Gnarla Boodja Mili Mili: Australia’s first interactive, online Aboriginal map
An interactive online map with Noongar place names – which will be the first of its kind in Australia – will be launched on Monday at the Perth Cultural Centre.
Titled Gnarla Boodja Mili Mili (‘Our Country on Paper’), the map captures 31 Noongar place names of Perth’s Central Business District.
The map will be launched by Minister for Aboriginal Affairs Ben Wyatt as part of the International Year of Indigenous Languages.
Chair of the City of Perth Elders Advisory Group, Uncle Noel Nannup will also be in attendance to give a Welcome to Country at the free community event.
Aboriginal History WA researcher Mark Chambers said the organisation worked with input from the community to compile the map, which includes thoroughly researched information on the significance of each place and rare historic photographs.
“The majority of the place names that appear on the map were recorded by a number of people during the 1830s and added to departmental maps from around 1912,” Mr Chambers said.
Director at Aboriginal History WA, Anna Wyatt said the map took hundreds of hours of intensive research, with the process involving searching and analysing thousands of historical records.
“Before we even started, we asked the Elders if they thought this map would be something we should try to put together and every single one of them supported the concept,” Ms Wyatt said.
Ms Wyatt said urgent action was required to record and preserve information from local Elders.
“There is an opportunity for universities, schools and local governments to work with the local Aboriginal communities to grow this map and include new layers, for example burial sites and camping sites around Perth,” Ms Wyatt said.
“This work educates people about significant Aboriginal areas in the inner Perth area and the recording of this information helps to preserve the rich history and knowledge of one of the oldest continuous cultures in the world.”
Mr Chambers said the map was designed to be updated and expanded over time and in future, Aboriginal History WA would be looking at adding another layer to the existing map.

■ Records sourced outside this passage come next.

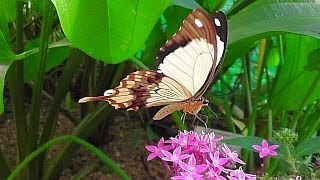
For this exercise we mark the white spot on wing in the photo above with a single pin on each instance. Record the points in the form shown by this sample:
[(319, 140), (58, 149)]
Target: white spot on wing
[(190, 65), (217, 22), (198, 23), (109, 92)]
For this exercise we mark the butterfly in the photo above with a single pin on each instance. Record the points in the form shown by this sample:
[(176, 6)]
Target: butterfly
[(189, 61)]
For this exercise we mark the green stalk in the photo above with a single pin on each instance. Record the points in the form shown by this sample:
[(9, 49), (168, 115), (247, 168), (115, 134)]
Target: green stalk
[(227, 107), (16, 87), (5, 168), (270, 120), (38, 85), (83, 130), (247, 88), (299, 113), (139, 63), (69, 138), (71, 67)]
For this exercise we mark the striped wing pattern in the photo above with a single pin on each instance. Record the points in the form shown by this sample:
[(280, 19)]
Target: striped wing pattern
[(143, 89), (193, 54), (188, 63)]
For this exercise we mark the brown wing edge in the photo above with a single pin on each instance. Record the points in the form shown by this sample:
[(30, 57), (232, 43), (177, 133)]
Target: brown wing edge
[(186, 33), (222, 32)]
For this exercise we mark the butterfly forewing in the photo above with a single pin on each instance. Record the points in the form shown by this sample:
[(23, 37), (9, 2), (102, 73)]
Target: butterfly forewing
[(193, 54)]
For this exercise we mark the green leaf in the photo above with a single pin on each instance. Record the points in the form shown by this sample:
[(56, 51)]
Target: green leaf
[(244, 142), (294, 84), (308, 147), (8, 10), (31, 63), (313, 61), (6, 58), (111, 30), (152, 45), (269, 17)]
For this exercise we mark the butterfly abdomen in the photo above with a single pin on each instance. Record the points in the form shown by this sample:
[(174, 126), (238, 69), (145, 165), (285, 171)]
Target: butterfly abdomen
[(193, 107)]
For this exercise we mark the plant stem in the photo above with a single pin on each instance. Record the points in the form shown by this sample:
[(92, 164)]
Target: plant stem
[(16, 87), (5, 168), (290, 159), (227, 107), (139, 63), (38, 85), (71, 67), (69, 138)]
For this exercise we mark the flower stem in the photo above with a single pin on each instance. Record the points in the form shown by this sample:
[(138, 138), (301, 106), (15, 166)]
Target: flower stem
[(290, 159)]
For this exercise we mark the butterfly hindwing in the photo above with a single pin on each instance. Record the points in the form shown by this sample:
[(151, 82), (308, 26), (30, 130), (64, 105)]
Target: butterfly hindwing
[(143, 89)]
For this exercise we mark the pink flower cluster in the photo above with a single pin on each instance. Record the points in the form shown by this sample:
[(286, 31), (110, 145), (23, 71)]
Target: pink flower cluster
[(193, 156)]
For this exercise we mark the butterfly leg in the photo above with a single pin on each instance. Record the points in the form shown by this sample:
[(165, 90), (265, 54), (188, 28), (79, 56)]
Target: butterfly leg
[(183, 117), (198, 117), (215, 115)]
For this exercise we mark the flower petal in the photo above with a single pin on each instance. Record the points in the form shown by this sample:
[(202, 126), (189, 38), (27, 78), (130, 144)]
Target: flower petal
[(177, 151), (166, 153), (262, 154), (184, 166), (151, 156), (273, 147), (273, 153), (257, 147), (201, 168), (151, 148)]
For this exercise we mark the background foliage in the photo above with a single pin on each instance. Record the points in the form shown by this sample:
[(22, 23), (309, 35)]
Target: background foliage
[(67, 49)]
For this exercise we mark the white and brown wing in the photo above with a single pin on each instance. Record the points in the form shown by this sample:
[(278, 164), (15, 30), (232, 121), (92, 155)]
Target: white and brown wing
[(143, 89), (192, 55)]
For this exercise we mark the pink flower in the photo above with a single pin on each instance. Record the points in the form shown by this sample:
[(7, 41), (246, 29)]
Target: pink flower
[(192, 166), (238, 174), (156, 150), (193, 156), (175, 157), (188, 176), (265, 149), (232, 155)]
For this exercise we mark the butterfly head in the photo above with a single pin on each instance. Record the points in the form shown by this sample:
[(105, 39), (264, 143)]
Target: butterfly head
[(205, 102)]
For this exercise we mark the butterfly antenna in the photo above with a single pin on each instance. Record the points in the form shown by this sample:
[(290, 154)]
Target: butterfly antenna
[(183, 117)]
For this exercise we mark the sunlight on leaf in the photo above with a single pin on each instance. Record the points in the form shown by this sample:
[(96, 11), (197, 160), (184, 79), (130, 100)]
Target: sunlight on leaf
[(6, 58), (268, 18), (294, 82)]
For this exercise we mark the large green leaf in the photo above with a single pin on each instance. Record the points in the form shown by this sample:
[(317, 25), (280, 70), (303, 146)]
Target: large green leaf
[(31, 63), (6, 58), (8, 10), (296, 85), (111, 30), (308, 147), (269, 17)]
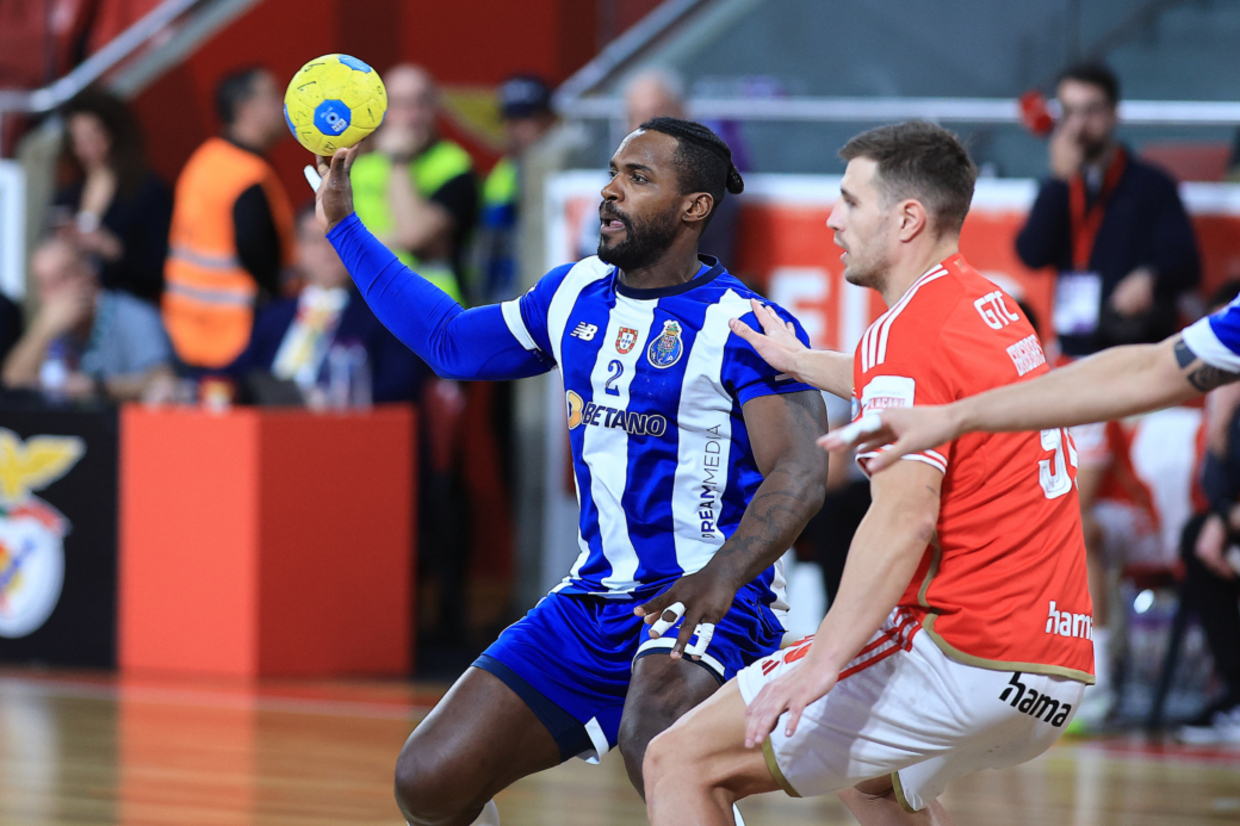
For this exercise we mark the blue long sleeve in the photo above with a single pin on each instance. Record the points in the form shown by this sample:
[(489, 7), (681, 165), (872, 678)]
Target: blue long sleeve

“We are looking at adding places of significance to the Aboriginal community from the earliest orphanages on the terrace, through to Jack Davis’ house, through to sites for the Coolbaroo Club and the Department of Aboriginal Affairs,” Mr Chambers said.
“It is very much the beginning; it is there for people to look at and discuss and then add to.”
The launch of Gnarla Boodja Mili Mili will take place on Monday September 16, 2pm at the James Street Amphitheatre at Perth Cultural Centre, Northbridge.